プレジデントオンライン / 2023年3月19日 11時15分

※写真はイメージです - 写真=iStock.com/NoSystem images

壮絶ないじめにあった男性(現在61歳)は高2で中退後、ひきこもりがちに。それでも両親に見守られ精神的に安定した40代には清掃業を始め収入を得ていた。ところが、母は病死し、父は要介護状態に。男性は仕事を辞め、人手を借りずに100%自力で自宅介護。父親亡き後、重度のうつに陥ってしまった――。

■仕事を辞め父親の介護に専念…父他界後はうつ状態に

後藤裕さん(仮名・61歳)は、2年前まで80代の父親と二人暮らしをしていた。重度の要介護状態の父親を献身的に介護したが、2年前に他界すると、今度は自分が重度のうつ状態に陥った。家から出られず、食事もまともに取れない状況で、父親が亡くなってから20キロ近くも体重が減ってしまった。

「父親が遺してくれた貯蓄だけでは、自分は生きていけない。

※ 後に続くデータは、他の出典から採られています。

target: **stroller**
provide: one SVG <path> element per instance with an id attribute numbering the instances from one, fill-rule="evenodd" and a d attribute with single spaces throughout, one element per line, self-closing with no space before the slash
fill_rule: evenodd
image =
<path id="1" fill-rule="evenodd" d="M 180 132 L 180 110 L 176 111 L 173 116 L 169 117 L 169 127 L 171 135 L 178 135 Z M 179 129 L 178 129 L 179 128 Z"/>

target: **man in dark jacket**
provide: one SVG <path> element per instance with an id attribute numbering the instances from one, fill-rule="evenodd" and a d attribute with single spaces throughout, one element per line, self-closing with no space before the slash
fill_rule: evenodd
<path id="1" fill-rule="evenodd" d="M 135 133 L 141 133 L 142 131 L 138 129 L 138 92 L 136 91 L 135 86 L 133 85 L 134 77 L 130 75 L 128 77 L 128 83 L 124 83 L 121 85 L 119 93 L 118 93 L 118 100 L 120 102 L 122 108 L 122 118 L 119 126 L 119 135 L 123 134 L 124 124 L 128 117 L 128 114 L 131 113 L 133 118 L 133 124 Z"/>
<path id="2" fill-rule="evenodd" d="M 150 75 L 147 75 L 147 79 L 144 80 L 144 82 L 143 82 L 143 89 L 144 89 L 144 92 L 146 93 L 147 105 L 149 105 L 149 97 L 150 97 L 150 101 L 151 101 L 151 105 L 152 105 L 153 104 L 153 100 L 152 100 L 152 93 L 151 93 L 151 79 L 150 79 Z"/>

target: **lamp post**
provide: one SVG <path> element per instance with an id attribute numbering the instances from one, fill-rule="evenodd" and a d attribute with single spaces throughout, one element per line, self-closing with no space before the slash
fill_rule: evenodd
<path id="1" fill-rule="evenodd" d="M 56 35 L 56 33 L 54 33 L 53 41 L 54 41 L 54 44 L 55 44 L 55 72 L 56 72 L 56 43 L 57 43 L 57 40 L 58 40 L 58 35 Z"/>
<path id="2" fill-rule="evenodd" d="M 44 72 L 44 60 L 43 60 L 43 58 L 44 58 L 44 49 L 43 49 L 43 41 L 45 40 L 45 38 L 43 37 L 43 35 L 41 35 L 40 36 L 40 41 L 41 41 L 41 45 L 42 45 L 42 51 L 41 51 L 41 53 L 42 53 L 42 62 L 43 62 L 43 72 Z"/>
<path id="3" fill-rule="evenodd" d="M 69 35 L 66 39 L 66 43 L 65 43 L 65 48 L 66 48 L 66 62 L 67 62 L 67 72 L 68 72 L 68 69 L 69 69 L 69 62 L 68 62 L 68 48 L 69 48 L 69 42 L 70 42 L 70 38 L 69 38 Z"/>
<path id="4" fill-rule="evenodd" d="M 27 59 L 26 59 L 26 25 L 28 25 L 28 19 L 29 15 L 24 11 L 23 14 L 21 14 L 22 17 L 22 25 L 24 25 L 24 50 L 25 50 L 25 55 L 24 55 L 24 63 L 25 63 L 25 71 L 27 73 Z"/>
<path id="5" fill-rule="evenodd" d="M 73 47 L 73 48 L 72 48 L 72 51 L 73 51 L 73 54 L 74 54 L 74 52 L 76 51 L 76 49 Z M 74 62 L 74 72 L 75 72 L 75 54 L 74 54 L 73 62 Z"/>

だから、死ぬしかないんだ」

後藤さんはずっとそう感じていたという。

大変ながらも、父親の介護が後藤さんの生きる意味になっていたため、父親が亡くなったことが後藤さんをうつ状態に追い詰めたわけだが、心配した近所の人たちの連携で後藤さんは支援団体とつながることができた。

[家族構成]
後藤裕さん(仮名・61歳)
兄弟姉妹はなし

[収入と資産の状況]
収入:0円
年金:年間約80万円(65歳からもらえる予定)
貯蓄:約700万円(父親が遺した分)

■いじめが原因で高校を中退、断続的にひきこもる

後藤さんは高校時代にいじめを受けて、高2の夏休み明けに中退した。その後はひきこもったり、短期のアルバイトをしたりを繰り返してきた。高校時代のいじめでは、自殺未遂をするほど追い詰められてしまったため、ひきこもっている時期も父母は働くことを強要したりはしなかった。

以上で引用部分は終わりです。